If personalized medicine is successful, the number of drug approvals will rise dramatically, which will expand treatment choices-not with me-too medicines but with products that provide clear benefit to patients and value for health plans.
In addition to diagnostics, the personalized medicine paradigm also requires a complete overhaul of the health care information infrastructure with universal adoption of the electronic health record. By combining advanced data algorithms and demographic data, pharmaceutical marketers and sales aggregators can track disease categories and numbers of affected patients to the 9-digit zip code level-a small cluster of households. For now, patients’ medical records remain scattered in paper file folders in physicians’ offices and hospitals, inaccessible to others, including caregivers who must rely on the patient to provide information on comorbidities and concomitant pharmacotherapy.

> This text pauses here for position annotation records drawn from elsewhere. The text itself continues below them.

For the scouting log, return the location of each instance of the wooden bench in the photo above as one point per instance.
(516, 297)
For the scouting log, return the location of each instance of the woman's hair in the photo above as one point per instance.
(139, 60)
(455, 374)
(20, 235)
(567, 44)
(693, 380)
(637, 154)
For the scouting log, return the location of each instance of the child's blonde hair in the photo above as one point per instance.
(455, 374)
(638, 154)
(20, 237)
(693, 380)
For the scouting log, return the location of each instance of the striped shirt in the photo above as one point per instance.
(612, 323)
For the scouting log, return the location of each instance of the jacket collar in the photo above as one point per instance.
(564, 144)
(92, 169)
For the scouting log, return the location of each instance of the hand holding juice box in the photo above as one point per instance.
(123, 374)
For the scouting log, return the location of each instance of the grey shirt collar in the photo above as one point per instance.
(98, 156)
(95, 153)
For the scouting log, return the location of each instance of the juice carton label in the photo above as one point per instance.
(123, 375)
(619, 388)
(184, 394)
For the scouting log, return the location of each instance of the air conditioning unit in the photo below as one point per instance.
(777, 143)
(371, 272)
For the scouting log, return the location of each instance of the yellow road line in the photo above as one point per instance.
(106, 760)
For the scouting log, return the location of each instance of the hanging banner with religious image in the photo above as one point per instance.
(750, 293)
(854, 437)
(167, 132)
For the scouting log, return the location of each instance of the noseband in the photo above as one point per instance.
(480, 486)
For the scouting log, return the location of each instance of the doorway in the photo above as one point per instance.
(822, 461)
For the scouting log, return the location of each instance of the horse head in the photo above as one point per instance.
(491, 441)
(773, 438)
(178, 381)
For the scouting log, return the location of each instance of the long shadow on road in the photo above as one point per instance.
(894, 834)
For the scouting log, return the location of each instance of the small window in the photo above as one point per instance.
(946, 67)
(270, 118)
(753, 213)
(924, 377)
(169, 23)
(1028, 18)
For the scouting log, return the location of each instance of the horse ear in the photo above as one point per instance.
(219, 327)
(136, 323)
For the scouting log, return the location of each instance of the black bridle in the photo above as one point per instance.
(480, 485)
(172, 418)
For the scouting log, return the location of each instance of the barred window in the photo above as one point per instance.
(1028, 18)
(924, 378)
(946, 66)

Numerous studies have concluded that computerizing prescribing and patient health records could save the US health care system tens of billions of dollars per year, while enabling a higher standard of care. Citing these reports, every major 2008 presidential candidate with a comprehensive health care platform has called for modernization and computerization of patient records as part of proposed cost-saving and quality-enhancing measures.
Powerful as “omics” approaches may be for predicting a patient’s response to specific medicines, testing reveals only part of a person’s health status. The rest of the story is told by influencing factors such as environment, stress, family history, and lifestyle, which put biomarkers into context. Researchers in the field of epigenomics-the study of changes in gene silencing that occur without changes in the genes themselves-are trying to understand the bridge that connects the genome with everything else in life. Cancer and other diseases that typically do not show themselves until later in life are not caused only by inherited or somatic mutations. Also important is how the environment alters the expression of genes during a lifetime, turning them off or on permanently. It is now thought that most cancers are a mixture of genomic and epigenomic changes and that the epigenome plays the greater role in most cases.
Recognizing this, Iris Biotechnologies is currently developing a patient database product called BioWindows that will serve as a comprehensive repository of information on all factors affecting a person's health. BioWindows unifies and harmonizes genomics information from chip-based diagnostics with a patient's demographic, occupational, interpersonal, family, medical/ surgical, and lifestyle influences.
When all is said and done, the success of personalized medicine boils down to access to the right information. Which genomic factors influence effectiveness and safety? How are the genes implicated in a specific disease expressed and regulated in particular individuals or groups of patients? Which treatment options are available, and which combinations offer the greatest probability of success? What is the appropriate balance between risk and reward in treating a person who has a particular disease? And finally, do the patient’s medical history and lifestyle justify a particular medical intervention?
Within this medical information paradigm, we believe that Iris’s genome disease chips, BioWindows analytical software, and other advances that deliver the right information at the right time will usher in the golden age of personalized and targeted medicine.